The board has more independent directors than is required by the New York Stock Exchange. Except for the president and CEO, all directors are independent as defined by the NYSE.
The Audit, Compensation, Finance, and Governance and Corporate Responsibility Committees of the board are each composed solely of independent directors. Our Internal Audit Department reports ultimately to the board's Audit Committee.
Majority election of directors was implemented.
Annual election of directors was implemented.
The board elected an independent director as chairman.
Involvement of Senior Management and Independent Advisors
The Audit Committee meets separately with the company's director of Internal Audit and the company's external auditors. The chair of the Audit Committee regularly meets with the company's external auditors and members of the Internal Audit Department outside of committee meetings.

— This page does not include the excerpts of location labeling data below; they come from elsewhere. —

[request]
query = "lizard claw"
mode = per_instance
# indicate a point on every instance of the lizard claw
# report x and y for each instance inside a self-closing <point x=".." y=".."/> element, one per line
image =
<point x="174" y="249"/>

The Compensation Committee has retained one or more outside consultants to advise and assist it in carrying out its responsibilities. Management annually reports to the board about company performance on environmental, health and safety issues.
The Compensation Committee engaged F.W. Cook, an independent consultant who does no other work for the Company.
Performance Evaluation and Responsibility
Weyerhaeuser has maintained a code of ethics applicable to all officers, directors and employees since 1975. We provide a confidential and anonymous way for employees, suppliers, customers and others to raise questions about business practices, internal controls, accounting issues or compliance with laws.
The board annually evaluates the overall performance of the board with the assistance of the Governance and Corporate Responsibility Committee and reviews the performance of board committees.
Compensation and Stock Ownership
The Company has eliminated single triggers in its change-in-control plans.
The Company has minimal executive perquisites.
The Company has increased officer stock ownership guidelines to six times salary for the CEO and three times salary for executive vice presidents and requires senior officers who are not in compliance with the guidelines to hold 75% of their net shares remaining after vesting of restricted stock and earn-out of performance shares.
The board of directors approved stock ownership guidelines for Directors of five times their cash annual fees.
The Compensation Committee annually completes a risk assessment of the Company’s compensation programs.
A policy prohibiting hedging and pledging of company stock by directors or officers was implemented.
A "clawback" policy was implemented.
All equity compensation plans, such as our stock option plans, have been approved by shareholders.
Supermajority voting provisions were eliminated.
Shareholders owning at least 25% of the outstanding common shares have the right to call special shareholder meetings.